Como a terapia para Transtorno de Apego Reativo pode te ajudar
- Compreender como a história precoce de cuidado impactou o modo de se vincular
- Fortalecer segurança relacional entre criança e cuidador atual
- Ajudar adultos a interpretar retraimento sem personalizar rejeição
- Trabalhar regulação emocional, confiança e busca de conforto
- Orientar a família sobre respostas consistentes, previsíveis e não invasivas
- Articular cuidado com escola, rede de proteção e profissionais envolvidos
- Construir experiências repetidas de vínculo seguro e responsivo
Perguntas frequentes
O que é Transtorno de Apego Reativo?
É um transtorno da infância associado a negligência e privação emocional precoces, marcado por retraimento afetivo e pouca busca de conforto junto aos cuidadores.

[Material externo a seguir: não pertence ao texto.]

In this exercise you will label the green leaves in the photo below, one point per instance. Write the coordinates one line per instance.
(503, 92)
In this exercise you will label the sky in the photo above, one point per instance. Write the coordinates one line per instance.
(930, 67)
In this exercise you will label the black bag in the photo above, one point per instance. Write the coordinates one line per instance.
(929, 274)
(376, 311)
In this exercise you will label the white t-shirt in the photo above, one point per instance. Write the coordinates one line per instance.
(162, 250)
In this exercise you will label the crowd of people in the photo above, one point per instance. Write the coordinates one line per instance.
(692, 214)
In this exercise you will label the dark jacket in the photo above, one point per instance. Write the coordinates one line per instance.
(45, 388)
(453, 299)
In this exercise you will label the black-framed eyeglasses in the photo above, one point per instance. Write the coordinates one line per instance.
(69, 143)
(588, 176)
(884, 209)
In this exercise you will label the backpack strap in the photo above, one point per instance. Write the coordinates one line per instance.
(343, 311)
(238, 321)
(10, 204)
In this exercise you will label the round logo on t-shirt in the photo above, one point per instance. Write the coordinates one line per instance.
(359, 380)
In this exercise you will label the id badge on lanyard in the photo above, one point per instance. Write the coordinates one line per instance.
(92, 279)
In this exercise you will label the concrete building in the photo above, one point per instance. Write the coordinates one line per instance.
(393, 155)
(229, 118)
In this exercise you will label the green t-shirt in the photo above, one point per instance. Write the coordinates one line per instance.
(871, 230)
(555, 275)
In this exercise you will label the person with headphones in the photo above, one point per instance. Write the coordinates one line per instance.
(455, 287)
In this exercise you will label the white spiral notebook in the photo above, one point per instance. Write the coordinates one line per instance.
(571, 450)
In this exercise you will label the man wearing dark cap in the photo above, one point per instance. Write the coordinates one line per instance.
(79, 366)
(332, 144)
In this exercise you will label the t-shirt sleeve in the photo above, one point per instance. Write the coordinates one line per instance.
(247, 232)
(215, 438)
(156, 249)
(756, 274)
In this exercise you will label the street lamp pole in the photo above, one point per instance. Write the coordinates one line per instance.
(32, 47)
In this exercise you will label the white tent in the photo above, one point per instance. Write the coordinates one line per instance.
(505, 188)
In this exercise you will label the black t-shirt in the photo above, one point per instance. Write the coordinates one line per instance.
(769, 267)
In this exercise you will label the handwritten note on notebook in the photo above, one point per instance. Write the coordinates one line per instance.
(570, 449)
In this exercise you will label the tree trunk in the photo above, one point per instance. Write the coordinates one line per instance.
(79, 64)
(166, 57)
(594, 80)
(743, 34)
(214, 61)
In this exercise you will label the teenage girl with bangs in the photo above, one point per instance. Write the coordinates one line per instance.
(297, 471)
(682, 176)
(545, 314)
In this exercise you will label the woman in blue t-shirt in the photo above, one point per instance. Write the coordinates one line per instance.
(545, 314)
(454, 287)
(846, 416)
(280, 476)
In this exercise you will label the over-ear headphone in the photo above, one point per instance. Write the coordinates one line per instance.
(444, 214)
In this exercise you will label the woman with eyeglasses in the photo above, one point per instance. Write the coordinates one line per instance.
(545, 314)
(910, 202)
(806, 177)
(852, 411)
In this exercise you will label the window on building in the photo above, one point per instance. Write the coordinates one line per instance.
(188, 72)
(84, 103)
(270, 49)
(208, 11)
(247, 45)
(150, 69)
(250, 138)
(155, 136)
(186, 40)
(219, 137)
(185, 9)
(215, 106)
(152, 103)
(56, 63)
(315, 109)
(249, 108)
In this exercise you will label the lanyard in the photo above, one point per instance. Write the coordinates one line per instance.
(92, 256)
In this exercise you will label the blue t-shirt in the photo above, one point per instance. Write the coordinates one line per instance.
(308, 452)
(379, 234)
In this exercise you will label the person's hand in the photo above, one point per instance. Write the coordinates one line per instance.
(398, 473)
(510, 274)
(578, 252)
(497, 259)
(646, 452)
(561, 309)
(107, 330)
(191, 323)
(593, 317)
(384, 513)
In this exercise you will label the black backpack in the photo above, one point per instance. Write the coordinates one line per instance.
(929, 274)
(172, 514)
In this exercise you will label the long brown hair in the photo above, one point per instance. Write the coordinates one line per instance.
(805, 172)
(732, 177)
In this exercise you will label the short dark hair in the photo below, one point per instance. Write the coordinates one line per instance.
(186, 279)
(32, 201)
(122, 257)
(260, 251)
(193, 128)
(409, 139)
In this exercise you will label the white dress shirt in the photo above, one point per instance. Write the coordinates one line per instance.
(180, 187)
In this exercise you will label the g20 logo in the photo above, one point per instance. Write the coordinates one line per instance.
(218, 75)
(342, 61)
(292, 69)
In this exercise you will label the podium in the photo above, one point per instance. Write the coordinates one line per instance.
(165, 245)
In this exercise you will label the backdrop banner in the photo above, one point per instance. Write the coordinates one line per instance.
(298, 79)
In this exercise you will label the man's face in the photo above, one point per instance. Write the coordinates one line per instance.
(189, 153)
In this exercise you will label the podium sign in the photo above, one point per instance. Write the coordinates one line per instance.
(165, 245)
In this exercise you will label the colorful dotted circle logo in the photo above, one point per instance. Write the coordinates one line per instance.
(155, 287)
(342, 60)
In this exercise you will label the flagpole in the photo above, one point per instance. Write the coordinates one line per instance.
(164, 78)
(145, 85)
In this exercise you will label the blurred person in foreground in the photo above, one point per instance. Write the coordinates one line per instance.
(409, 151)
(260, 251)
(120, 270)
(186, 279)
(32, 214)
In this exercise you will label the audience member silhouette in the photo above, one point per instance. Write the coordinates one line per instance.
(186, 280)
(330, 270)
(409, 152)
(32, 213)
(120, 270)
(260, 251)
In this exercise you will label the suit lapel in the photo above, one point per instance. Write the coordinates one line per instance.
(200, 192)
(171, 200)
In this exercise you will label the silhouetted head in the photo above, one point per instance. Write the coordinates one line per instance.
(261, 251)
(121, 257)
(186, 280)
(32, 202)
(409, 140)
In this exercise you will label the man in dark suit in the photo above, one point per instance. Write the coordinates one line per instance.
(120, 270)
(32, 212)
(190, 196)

Quais os sintomas de Transtorno de Apego Reativo?
Os sintomas incluem pouca busca de consolo, pouca resposta ao acolhimento, retraimento emocional, tristeza, medo e dificuldade de confiar em cuidadores.
Como é feito o diagnóstico de Transtorno de Apego Reativo?
O diagnóstico é clínico e considera a história precoce de cuidado insuficiente, o padrão relacional da criança e o diagnóstico diferencial com outros quadros.
Transtorno de Apego Reativo é a mesma coisa que autismo?
Não. Apesar de haver sobreposição em alguns sinais sociais, são quadros diferentes e o diagnóstico diferencial precisa ser cuidadoso.
Transtorno de Apego Reativo tem tratamento?
Sim. O tratamento envolve principalmente trabalho com cuidadores, ambiente estável e intervenções clínicas focadas em vínculo e regulação emocional.
Quando procurar ajuda?
Quando a criança apresenta retraimento afetivo importante, pouca busca de consolo e história de negligência, institucionalização ou trocas repetidas de cuidadores.